Alumnus of the Pattern Recognition Lab of the Friedrich-Alexander-Universität Erlangen-Nürnberg

Motion compensation and noise reduction in Optical Coherence Tomography

OCT Motion Correction and Signal Enhancement

High speed Optical Coherence Tomography (OCT) makes it possible to capture dense 3D volumes data with micron scale resolution within seconds. One application is the generation of in vivo images of the human retina. In the last few years this technique has found widespread used for diagnosis of eye diseases and disease progression monitoring. In typical OCT operation a volume is not generated instantly, but instead is composed of a 2D grid of 1D axial depth profiles which are scanned sequentially to form the volume. OCT volume scan times normally range from 2 to 4 seconds. Eye Movement during the scan leads to distortion of the image. The effect of these distortions is that quantitative measurements which are important for clinical practice are compromised.

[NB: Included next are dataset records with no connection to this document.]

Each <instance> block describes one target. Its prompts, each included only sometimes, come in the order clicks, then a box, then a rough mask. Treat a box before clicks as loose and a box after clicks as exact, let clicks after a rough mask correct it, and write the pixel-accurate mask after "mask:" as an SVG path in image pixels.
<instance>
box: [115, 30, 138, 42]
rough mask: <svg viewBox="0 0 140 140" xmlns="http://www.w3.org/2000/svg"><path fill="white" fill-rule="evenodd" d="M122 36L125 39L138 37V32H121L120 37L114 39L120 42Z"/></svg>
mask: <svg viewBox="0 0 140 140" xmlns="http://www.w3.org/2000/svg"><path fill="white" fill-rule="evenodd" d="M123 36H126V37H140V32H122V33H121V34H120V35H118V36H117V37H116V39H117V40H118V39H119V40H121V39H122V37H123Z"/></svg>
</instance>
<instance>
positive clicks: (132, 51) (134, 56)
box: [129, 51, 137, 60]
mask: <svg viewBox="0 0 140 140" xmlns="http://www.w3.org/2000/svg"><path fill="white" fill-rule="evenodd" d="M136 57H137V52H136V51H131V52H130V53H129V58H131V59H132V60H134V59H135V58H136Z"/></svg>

The two images above show how motion distorts a volumetric data set. These images show an optic nerve head of a healthy subject and were captured on a high speed, high resolution OCT prototype device. On the left the en face fundus projection of the volume is shown. It can be seen that motion in the transverse direction causes discontinuities in the vessels originating in the optic nerve head. On the right a single slice of the volume in the slow scanning direction is shown. Here, axial motion imposes a wavy up and down pattern on the true structure.

 

In this project we register two or more volumes with orthogonal fast scanning axes to find and correct the unknown eye motion. Registration is performed by optimizing a global objective function using one displacement field for each input volume and special regularization. Afterwards, each volume is undistorted and a merged volume constructed which has lower noise levels, compared to the individual input volumes.

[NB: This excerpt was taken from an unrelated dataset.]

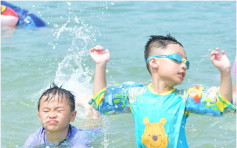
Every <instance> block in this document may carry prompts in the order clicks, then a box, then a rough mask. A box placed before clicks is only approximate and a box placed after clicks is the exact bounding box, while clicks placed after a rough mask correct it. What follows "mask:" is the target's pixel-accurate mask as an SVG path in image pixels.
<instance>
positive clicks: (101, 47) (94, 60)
mask: <svg viewBox="0 0 237 148" xmlns="http://www.w3.org/2000/svg"><path fill="white" fill-rule="evenodd" d="M89 53H90V56H91V58H92V59H93V61H94V62H95V64H106V63H107V62H108V61H109V59H110V54H109V50H108V49H106V50H105V51H104V47H102V46H98V45H97V46H95V47H93V48H91V49H90V51H89Z"/></svg>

This way, motion in all three dimensions, slow drift and saccadic movement, can be corrected. These methods promise to facilitate the acquisition of large 3D-OCT data sets and improve measurement reproducibility without the need for active eye tracking or motion free reference images.

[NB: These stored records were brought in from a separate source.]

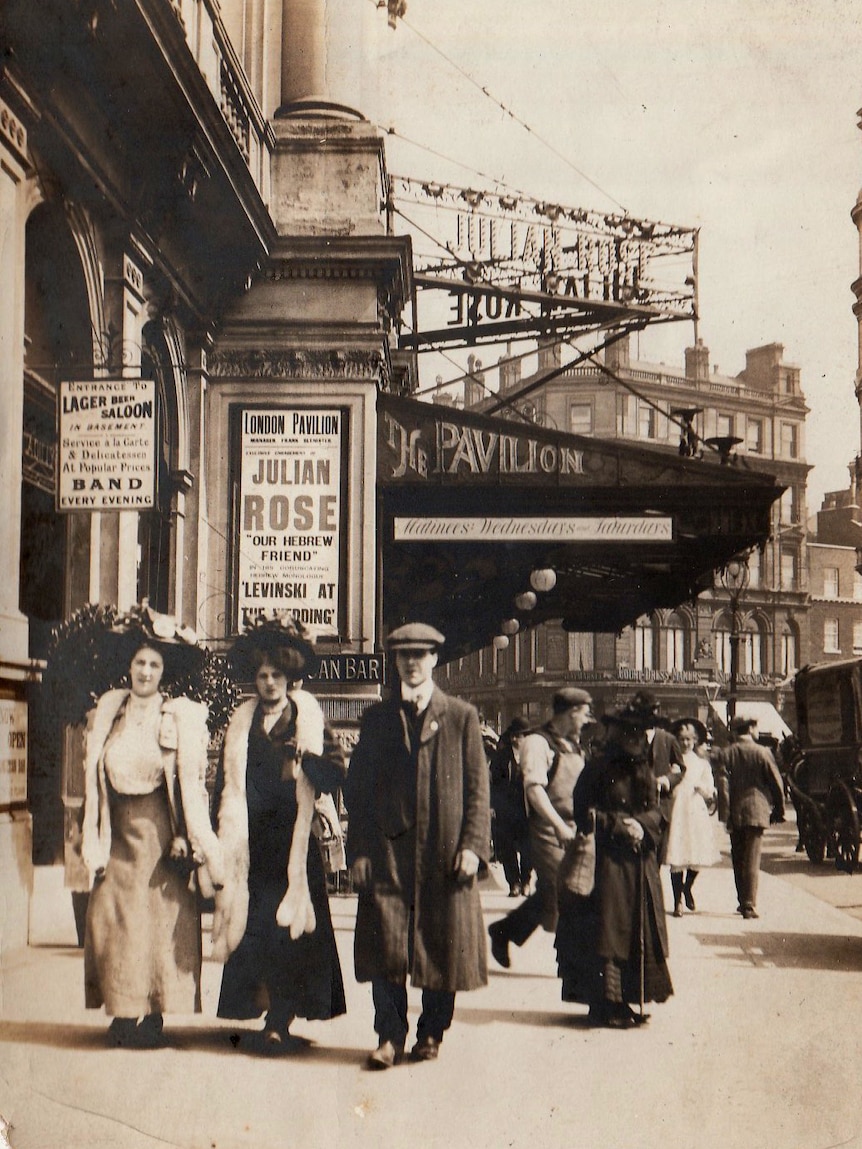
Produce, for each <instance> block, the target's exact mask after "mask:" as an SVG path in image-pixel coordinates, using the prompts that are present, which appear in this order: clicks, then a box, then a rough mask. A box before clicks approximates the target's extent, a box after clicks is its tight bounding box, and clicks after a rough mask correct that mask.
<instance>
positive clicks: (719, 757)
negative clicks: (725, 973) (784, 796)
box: [716, 717, 784, 919]
mask: <svg viewBox="0 0 862 1149" xmlns="http://www.w3.org/2000/svg"><path fill="white" fill-rule="evenodd" d="M730 732H731V737H732V738H733V739H734V741H733V743H732V745H731V746H730V747H728V748H726V749H725V750H722V751H721V753H719V754H718V755H717V757H716V782H717V786H718V792H719V796H721V807H722V809H723V810H724V809H726V810H728V811H729V812H728V832H729V833H730V856H731V861H732V863H733V878H734V880H736V884H737V896H738V899H739V905H738V907H737V912H739V913H741V915H742V917H744V918H746V919H749V918H756V917H757V916H759V915H757V909H756V905H757V878H759V877H760V859H761V851H762V848H763V831H764V830H765V828H767V826H768V825H769V824H770V823H777V822H784V785H783V782H782V776H780V773H779V772H778V766H777V765H776V762H775V758H774V757H772V755H771V753H770V751H769V749H768V748H767V747H765V746H761V745H760V743H759V742H757V741H756V738H757V722H756V719H754V718H741V717H738V718H734V719H733V720H732V723H731V725H730Z"/></svg>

The above two images show corresponding views to the two images shown before. This volume, however, is produced by registering and merging six volumes like the one shown before. No motion artifacts are visible. In addition the signal to noise ratio of the cross-sectional slice is significantly increased.


This work is done in collaboration with Prof. James G. Fujiomoto's group at the Research Laboratory of Electronics at the Massachusetts Institute of Technology which originally introduced OCT and has since then been leading in OCT research.

We gratefully acknowledge funding for this project from the German Science Foundation within the project DFG-HO-1791/11-1.